His guru died soon after, they had been together for only two and a half years. He briefly left his family on a spiritual quest, but decided abandoning his family wasn’t right, and decided to return home. It was on that way home that he had his awakening. My brief research didn’t show the circumstances beyond that decision to return home. Still, I find that decision and its proximity to his deepest insights compelling, particularly in the light of the Buddhist founding story.

He didn’t begin actively teaching until after his wife died and his children (one of them had died, as well) grew up. His life as a teacher invites comparisons with classic Zen teachers, with a passionate, sometimes called ruthless approach to teaching, and emphasizing an experience of “sudden awakening.” He had little truck with spiritual tourists.

He died in 1981.

He is best known in the West through a single book, I Am That.

Many, but not all of the quotes that many Buddhists find compelling come from that book.
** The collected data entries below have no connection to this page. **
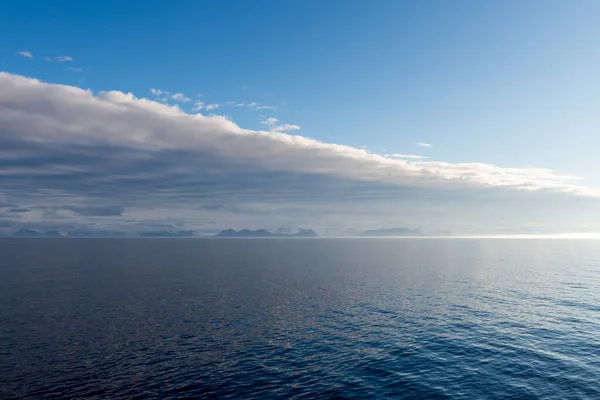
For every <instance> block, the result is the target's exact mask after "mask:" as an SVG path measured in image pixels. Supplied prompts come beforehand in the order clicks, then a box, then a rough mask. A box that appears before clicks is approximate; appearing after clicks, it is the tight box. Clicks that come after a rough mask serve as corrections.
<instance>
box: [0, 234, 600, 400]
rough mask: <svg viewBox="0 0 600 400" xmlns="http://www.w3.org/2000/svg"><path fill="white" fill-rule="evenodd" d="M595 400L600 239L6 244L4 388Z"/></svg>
mask: <svg viewBox="0 0 600 400" xmlns="http://www.w3.org/2000/svg"><path fill="white" fill-rule="evenodd" d="M81 397H88V398H107V399H108V398H110V399H112V398H128V399H129V398H140V399H147V398H165V399H168V398H219V399H224V398H235V399H239V398H282V399H287V398H361V399H364V398H394V399H404V398H406V399H503V398H511V399H561V400H562V399H600V241H593V240H590V241H577V240H460V239H448V240H443V239H434V240H427V239H420V240H419V239H414V240H409V239H346V240H334V239H331V240H329V239H327V240H301V239H298V240H290V239H279V240H252V239H239V240H235V239H212V240H211V239H189V240H188V239H175V240H169V239H139V240H138V239H115V240H111V239H37V240H35V239H20V240H0V398H2V399H8V398H32V399H39V398H81Z"/></svg>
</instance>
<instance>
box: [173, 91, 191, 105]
mask: <svg viewBox="0 0 600 400" xmlns="http://www.w3.org/2000/svg"><path fill="white" fill-rule="evenodd" d="M171 98H172V99H173V100H175V101H179V102H181V103H187V102H189V101H192V99H190V98H189V97H187V96H186V95H185V94H183V93H174V94H173V95H172V96H171Z"/></svg>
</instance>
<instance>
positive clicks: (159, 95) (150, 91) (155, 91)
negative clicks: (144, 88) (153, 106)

Here are a few of those quotes.

We are the creators and creatures of each other, causing and bearing each other’s burden.

Another:

A quiet mind is all you need. All else will happen rightly, once your mind is quiet. As the sun on rising makes the world active, so does self-awareness affect changes in the mind. In the light of calm and steady self-awareness, inner energies wake up and work miracles
without any effort on your part.

And one more:

Love is not selective, desire is selective. In love there are no strangers. When the centre of selfishness is no longer, all desires for pleasure and fear of pain cease; one is no longer interested in being happy; beyond happiness there is pure intensity, inexhaustible energy, the ecstasy of giving from a perennial source.

Among the things I like about him, is that his teachings are similar, sometimes shockingly similar to those of my tradition, but at other times not, on occasion even at odds. I’m particularly fascinated by his guru devotion, something I consider dangerous at best, and the stream of bhakti that runs a deep current through his teachings.

Keeps me on my toes, or, even inspires me to kneel before the great mystery, seen as a dancing god.

There are many ways to open the heart mind.

No doubt…

There’s a ton more about him on the web, and on Youtube. Check him out.